Re: (ITS#5432) syncrepl seg. faults if received a sync cookie with an empty csn= value

On Wed, 19 Mar 2008, Howard Chu wrote:

>> syncprov_playlog() in syncprov.c generates such invalid cookies when
>> replaying a
>> sessionlog where no entries has been deleted.  The patch also fixes this
>> bug.
> This should never happen, since the cookie is not generated if there were no
> deletes recorded.

Well, it do happen anyhow.  Using the 2.4.8 release this can easily be
reproduced with a configuration where the syncrepl provider (with
sessionlogs enabled) is on a glue backend, the consumer replicates the
entire glue subtree.  Assuming both servers are in sync and stopped,
start the producer, modify an entry in the subordinate db and then start
the consumer.  The producer will send a cookie with an empty csn= value
as in this sync debug output:

slapd starting
slap_queue_csn: queing 0x418001a0 20080320125116.487494Z#000000#000#000000
slap_graduate_commit_csn: removing 0x8d6ae0 20080320125116.487494Z#000000#000#000000
srs csn 20080320124421.642686Z#000000#000#000000
log csn 20080320125116.487494Z#000000#000#000000
syncprov_playlog: cookie=rid=007,csn=
syncprov_search_response: cookie=rid=007,csn=20080320125116.487494Z#000000#000#000000

I have also tested it using the cvs head source, and the good news is
that this was accidentally fixed (at least partly) by the ITS#5434
change.
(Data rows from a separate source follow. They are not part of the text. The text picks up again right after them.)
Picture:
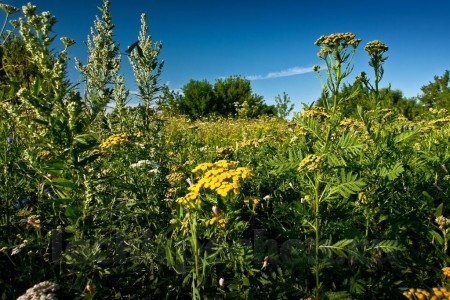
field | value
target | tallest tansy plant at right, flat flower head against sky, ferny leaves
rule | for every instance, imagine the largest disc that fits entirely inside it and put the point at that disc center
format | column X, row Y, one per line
column 326, row 156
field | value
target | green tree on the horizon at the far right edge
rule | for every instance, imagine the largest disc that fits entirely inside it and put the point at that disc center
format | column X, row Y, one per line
column 436, row 93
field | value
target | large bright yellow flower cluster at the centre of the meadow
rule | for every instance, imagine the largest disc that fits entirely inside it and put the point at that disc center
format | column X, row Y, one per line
column 221, row 177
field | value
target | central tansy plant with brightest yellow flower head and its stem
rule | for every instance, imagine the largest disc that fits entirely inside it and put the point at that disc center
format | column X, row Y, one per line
column 210, row 196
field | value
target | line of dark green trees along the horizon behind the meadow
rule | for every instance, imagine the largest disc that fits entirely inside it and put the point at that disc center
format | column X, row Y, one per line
column 233, row 96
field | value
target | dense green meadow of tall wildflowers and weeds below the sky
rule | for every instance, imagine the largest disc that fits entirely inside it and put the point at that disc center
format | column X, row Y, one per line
column 342, row 202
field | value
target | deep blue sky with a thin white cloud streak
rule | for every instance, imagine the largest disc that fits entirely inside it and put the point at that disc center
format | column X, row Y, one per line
column 270, row 42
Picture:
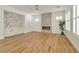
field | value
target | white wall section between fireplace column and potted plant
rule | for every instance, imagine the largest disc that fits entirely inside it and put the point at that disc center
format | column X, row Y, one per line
column 55, row 23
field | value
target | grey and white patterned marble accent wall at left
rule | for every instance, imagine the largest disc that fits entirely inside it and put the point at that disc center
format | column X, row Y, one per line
column 13, row 23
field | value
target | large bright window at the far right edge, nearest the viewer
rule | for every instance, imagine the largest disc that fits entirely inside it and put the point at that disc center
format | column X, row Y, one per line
column 76, row 19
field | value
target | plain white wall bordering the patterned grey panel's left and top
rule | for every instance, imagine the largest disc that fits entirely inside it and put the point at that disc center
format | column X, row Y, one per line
column 2, row 9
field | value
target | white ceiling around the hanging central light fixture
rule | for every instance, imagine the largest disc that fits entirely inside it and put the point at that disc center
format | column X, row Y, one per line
column 42, row 8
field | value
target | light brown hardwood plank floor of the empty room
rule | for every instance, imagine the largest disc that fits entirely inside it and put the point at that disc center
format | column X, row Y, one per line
column 36, row 42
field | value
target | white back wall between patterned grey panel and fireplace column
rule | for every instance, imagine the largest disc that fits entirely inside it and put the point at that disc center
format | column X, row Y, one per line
column 31, row 24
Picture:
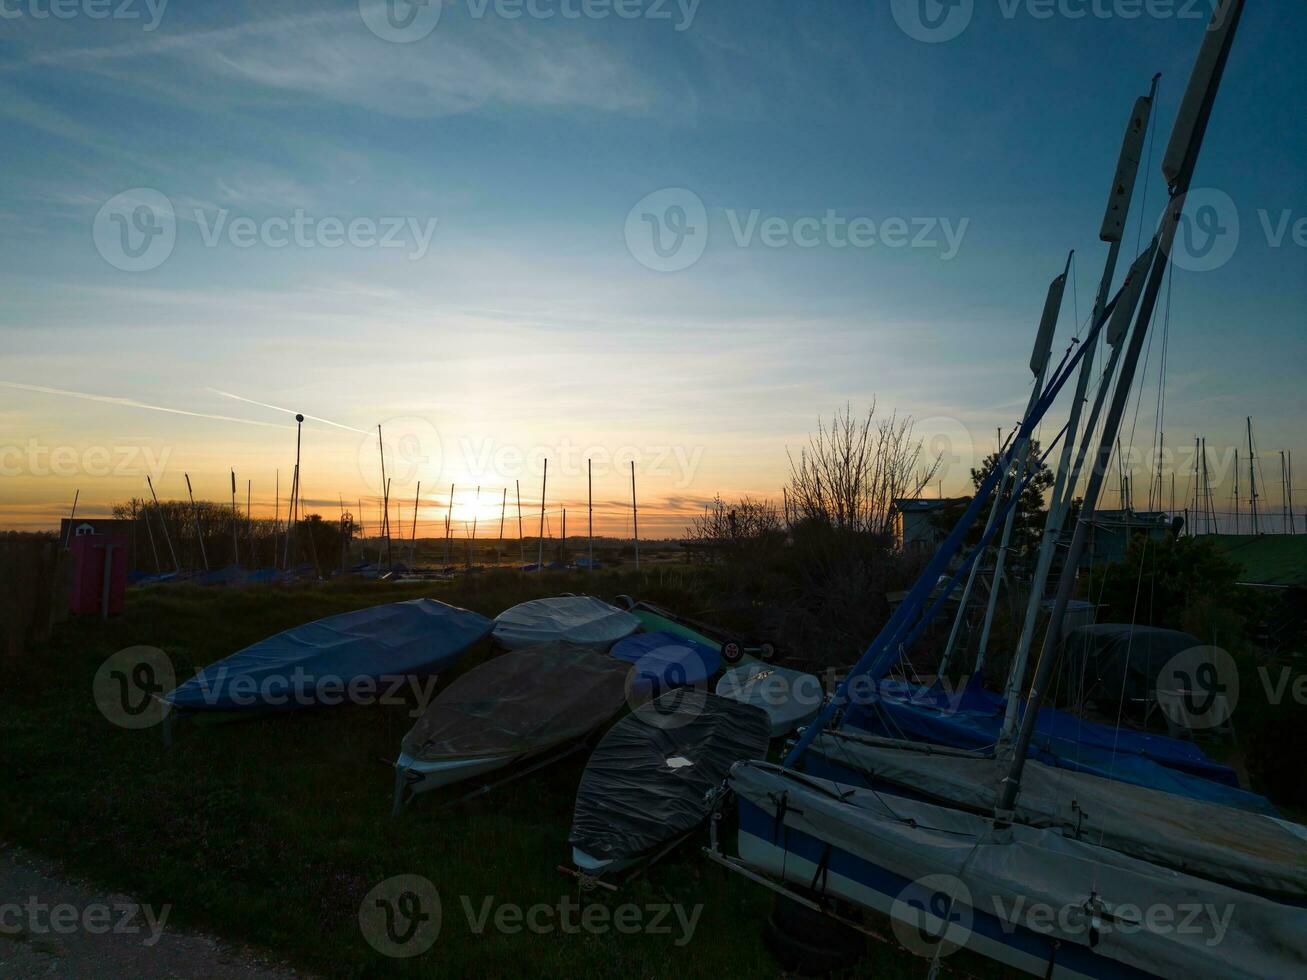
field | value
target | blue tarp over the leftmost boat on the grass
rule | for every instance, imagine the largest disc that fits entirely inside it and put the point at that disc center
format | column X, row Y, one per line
column 317, row 663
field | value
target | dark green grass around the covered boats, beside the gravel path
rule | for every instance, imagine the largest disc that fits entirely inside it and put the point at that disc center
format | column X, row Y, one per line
column 273, row 830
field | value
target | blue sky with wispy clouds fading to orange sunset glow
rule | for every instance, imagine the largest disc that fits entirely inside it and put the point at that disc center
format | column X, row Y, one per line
column 669, row 233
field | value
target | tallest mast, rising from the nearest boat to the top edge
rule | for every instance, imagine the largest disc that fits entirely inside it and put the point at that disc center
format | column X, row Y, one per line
column 1178, row 167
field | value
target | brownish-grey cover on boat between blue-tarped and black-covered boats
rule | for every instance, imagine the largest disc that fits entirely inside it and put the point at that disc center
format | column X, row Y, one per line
column 521, row 704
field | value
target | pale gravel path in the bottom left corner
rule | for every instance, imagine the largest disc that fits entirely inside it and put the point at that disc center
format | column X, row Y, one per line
column 57, row 927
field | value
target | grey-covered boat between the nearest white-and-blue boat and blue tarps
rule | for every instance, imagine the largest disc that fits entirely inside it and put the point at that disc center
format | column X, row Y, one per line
column 1246, row 851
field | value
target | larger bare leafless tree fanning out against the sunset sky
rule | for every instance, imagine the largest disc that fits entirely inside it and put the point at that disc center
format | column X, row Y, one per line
column 853, row 471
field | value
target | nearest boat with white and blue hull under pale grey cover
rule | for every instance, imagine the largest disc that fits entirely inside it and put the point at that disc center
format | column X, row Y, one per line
column 1025, row 897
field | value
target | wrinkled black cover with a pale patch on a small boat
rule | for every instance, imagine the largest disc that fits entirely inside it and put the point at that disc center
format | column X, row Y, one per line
column 648, row 782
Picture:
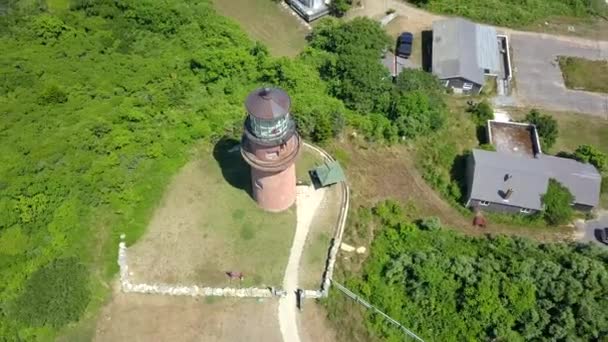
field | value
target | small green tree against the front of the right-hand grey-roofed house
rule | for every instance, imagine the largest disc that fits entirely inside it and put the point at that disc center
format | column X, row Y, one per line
column 558, row 203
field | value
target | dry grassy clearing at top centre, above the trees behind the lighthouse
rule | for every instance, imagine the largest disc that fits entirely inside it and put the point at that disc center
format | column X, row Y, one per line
column 268, row 22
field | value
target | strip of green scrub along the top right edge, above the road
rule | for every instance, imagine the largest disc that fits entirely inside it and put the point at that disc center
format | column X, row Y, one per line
column 515, row 13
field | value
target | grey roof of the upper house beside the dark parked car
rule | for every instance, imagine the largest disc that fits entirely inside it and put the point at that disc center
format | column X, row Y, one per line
column 464, row 49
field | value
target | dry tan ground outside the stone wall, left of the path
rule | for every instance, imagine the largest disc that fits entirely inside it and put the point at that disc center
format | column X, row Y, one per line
column 132, row 317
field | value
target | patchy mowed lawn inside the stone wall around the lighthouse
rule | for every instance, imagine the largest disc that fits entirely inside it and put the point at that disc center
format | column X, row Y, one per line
column 208, row 224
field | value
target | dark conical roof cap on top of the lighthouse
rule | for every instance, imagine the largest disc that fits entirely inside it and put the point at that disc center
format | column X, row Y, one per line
column 268, row 103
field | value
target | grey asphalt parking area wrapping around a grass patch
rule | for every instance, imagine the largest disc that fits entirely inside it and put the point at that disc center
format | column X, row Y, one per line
column 538, row 78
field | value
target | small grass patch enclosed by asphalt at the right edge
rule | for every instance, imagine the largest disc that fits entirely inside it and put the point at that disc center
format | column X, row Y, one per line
column 583, row 74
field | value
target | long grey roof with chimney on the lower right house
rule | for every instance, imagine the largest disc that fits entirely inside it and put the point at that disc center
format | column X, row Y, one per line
column 529, row 178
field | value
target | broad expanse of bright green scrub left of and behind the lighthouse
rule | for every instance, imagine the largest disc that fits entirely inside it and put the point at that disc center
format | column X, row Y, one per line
column 100, row 105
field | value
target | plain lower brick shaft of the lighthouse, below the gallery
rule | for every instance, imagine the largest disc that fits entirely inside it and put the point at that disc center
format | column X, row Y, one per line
column 274, row 191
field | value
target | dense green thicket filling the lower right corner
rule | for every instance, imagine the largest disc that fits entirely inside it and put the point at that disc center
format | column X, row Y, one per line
column 450, row 287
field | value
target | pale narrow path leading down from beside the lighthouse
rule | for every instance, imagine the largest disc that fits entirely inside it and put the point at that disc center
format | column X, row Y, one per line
column 307, row 202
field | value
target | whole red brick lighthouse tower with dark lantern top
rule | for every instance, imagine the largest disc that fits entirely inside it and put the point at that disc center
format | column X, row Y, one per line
column 270, row 145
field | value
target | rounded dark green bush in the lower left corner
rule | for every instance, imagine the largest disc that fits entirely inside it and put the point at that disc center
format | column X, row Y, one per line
column 54, row 295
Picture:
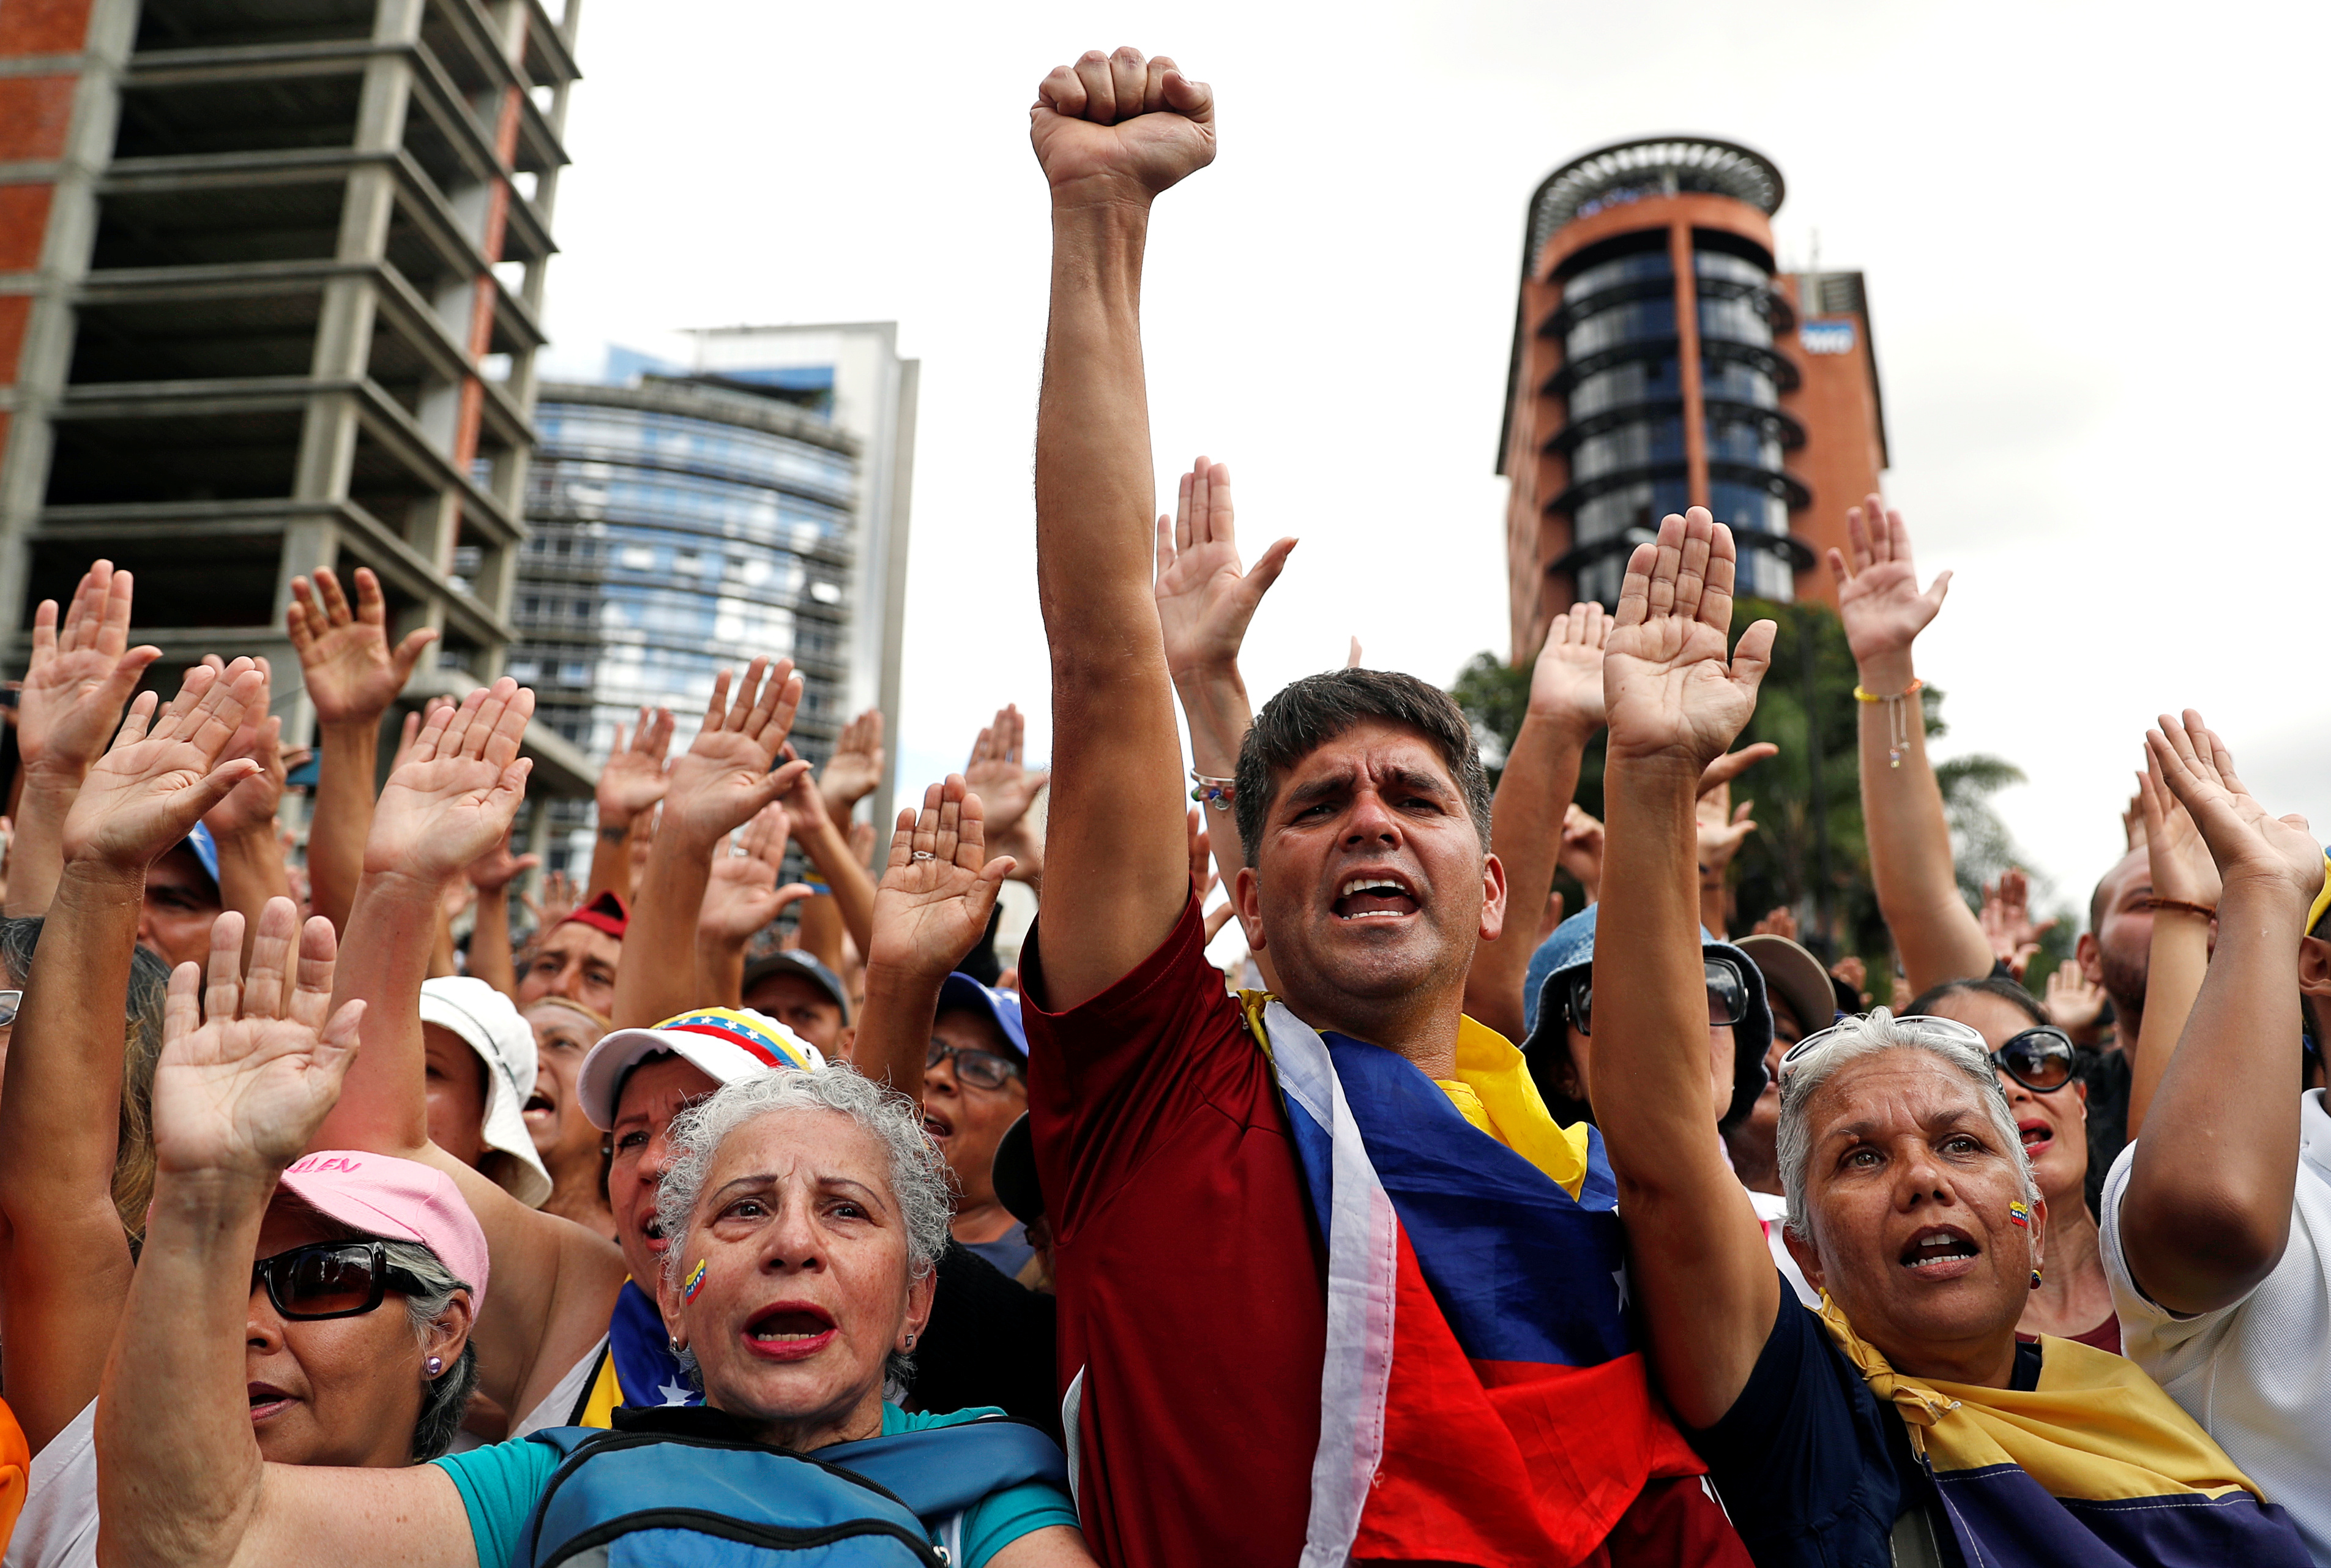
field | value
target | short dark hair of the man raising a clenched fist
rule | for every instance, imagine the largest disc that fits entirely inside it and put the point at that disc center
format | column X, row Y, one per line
column 1318, row 709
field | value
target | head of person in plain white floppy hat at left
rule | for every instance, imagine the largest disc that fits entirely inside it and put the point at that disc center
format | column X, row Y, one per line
column 481, row 1073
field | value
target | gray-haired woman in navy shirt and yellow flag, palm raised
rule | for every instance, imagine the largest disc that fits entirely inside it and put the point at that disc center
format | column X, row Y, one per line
column 1906, row 1422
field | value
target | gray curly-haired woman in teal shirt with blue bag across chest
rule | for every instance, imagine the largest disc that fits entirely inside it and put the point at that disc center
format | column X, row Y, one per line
column 805, row 1213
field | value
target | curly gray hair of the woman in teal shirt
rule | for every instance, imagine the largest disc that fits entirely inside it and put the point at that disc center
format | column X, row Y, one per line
column 917, row 1168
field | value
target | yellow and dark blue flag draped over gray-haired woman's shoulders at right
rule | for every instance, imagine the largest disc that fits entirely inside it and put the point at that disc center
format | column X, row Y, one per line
column 2094, row 1469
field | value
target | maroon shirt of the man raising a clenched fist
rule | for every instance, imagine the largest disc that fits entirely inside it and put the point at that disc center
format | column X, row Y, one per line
column 1190, row 1269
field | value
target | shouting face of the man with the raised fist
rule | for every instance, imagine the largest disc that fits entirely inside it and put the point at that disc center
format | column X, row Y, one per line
column 1369, row 882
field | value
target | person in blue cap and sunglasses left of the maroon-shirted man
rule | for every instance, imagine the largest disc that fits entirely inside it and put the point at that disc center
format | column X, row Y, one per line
column 976, row 1087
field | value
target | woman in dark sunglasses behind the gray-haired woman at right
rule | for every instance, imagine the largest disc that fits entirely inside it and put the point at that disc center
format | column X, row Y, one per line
column 2038, row 1073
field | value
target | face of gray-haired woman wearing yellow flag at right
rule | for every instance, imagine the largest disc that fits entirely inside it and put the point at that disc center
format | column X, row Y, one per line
column 1908, row 1199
I.e it was caused by the be_search() in syncprov_playlog() not
being propagated to the subordinate database and thereby not finding the
entry that was modified.

The bad news is that there is still a race condition that would have the
same effect.  If someone deletes the entry that was modified just before
be_search() is done it will return the same empty cookie.  I was able to
reproduce this in a debugger by setting a break point before be_search(),
deleting the entry with ldapdelete and in the debugger run next over the
be_search() call before continuing.

So, I still think it is best to keep delcsn[0].bv_val NULL until an
actual cookie has been written to it, as slap_compose_sync_cookie() will
create a cookie with an empty csn= if passed a csn array where bv_len is
zero but bv_val is non-NULL.  Although an alternative and maybe more
correct fix could be to change slap_compose_sync_cookie() instead?